The blood in a loganberry is a very tasty addition to foods that contain a bit of a kick, such as stews, soups and other dishes containing a lot of spices and a lot of juice or cream. In fact, the blood in a loganberry is actually a good indicator of its flavor. If it is slightly bitter, that is fine, but if you cannot handle it, you should leave it off. As an example, if you are looking to make a dish with red meats, such as pork, beef, or lamb, a togarberry relish will taste great with these dishes, but it would be better to leave it off.

Potato salad is a classic favorite and one that many people find difficult to do without. If you have tried various potato salad dressings over the years, such as mayonnaise, you know that the flavors just do not blend well together.
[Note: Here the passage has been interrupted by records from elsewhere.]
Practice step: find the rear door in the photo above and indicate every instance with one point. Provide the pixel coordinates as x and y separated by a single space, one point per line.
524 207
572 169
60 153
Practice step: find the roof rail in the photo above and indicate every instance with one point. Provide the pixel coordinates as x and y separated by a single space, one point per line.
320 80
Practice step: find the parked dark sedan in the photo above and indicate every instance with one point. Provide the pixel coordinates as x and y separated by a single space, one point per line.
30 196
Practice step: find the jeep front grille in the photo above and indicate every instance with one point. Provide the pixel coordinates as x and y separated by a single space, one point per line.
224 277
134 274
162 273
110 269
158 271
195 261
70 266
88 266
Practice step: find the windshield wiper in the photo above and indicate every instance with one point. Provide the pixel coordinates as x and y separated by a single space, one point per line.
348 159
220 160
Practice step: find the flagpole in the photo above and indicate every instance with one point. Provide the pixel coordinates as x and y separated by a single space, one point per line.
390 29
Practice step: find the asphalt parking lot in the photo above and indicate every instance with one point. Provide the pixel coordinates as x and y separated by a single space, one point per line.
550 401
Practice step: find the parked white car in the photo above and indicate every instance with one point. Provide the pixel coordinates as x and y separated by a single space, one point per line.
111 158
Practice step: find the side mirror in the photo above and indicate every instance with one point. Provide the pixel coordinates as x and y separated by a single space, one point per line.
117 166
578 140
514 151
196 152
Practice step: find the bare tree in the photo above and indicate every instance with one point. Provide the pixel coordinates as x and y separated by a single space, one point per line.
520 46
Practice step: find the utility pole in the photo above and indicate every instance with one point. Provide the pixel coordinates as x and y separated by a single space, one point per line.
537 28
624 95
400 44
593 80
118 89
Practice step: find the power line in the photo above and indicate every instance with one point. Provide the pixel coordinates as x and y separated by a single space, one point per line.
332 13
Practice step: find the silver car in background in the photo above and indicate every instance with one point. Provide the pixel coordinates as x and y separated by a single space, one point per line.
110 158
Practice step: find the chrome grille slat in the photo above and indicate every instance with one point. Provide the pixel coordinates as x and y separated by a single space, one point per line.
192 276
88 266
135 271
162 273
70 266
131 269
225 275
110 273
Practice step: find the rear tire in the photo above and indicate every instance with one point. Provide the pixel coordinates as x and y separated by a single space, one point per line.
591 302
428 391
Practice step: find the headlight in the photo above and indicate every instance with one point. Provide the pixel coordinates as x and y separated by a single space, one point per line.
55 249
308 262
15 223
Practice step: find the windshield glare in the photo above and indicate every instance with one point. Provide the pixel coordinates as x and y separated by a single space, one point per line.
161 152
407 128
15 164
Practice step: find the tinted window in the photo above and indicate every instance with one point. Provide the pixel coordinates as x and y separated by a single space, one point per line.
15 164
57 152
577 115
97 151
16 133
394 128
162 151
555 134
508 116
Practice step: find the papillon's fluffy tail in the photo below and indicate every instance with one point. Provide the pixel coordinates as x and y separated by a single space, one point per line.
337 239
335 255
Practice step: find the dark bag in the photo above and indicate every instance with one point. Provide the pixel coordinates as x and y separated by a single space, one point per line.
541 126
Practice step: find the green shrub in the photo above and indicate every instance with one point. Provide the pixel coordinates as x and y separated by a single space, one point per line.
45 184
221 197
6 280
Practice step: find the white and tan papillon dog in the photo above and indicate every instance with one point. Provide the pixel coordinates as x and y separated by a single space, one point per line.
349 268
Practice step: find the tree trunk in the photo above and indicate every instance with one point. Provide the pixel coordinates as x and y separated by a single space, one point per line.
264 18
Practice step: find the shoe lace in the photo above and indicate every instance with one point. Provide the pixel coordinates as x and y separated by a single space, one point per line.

Fortunately, there are ways to disguise the lack of flavor with different ingredients, such as garlic powder. However, if you use too much garlic powder, the result can be a garlicky dish, which is neither pleasant nor appetizing. In fact, the sight of garlic seeds on a potato salad is almost unappealing, and so for this very reason, many chefs stay away from this particular salad dressing.

For those who are interested in the health benefits of celery seeds, one cannot go wrong with essential oils made from the seeds, such as lemon grass, dill weed, alfalfa or Rosemary. Essential oils are readily available at supermarkets and online health retailers. There are also several recipes using them, and these can be found online or in books devoted to alternative medicine. As a caveat, it is important to note that there is no universal consensus regarding the health benefits of eating raw or cooked celery seeds and their seeds, which means that individual opinions will vary widely.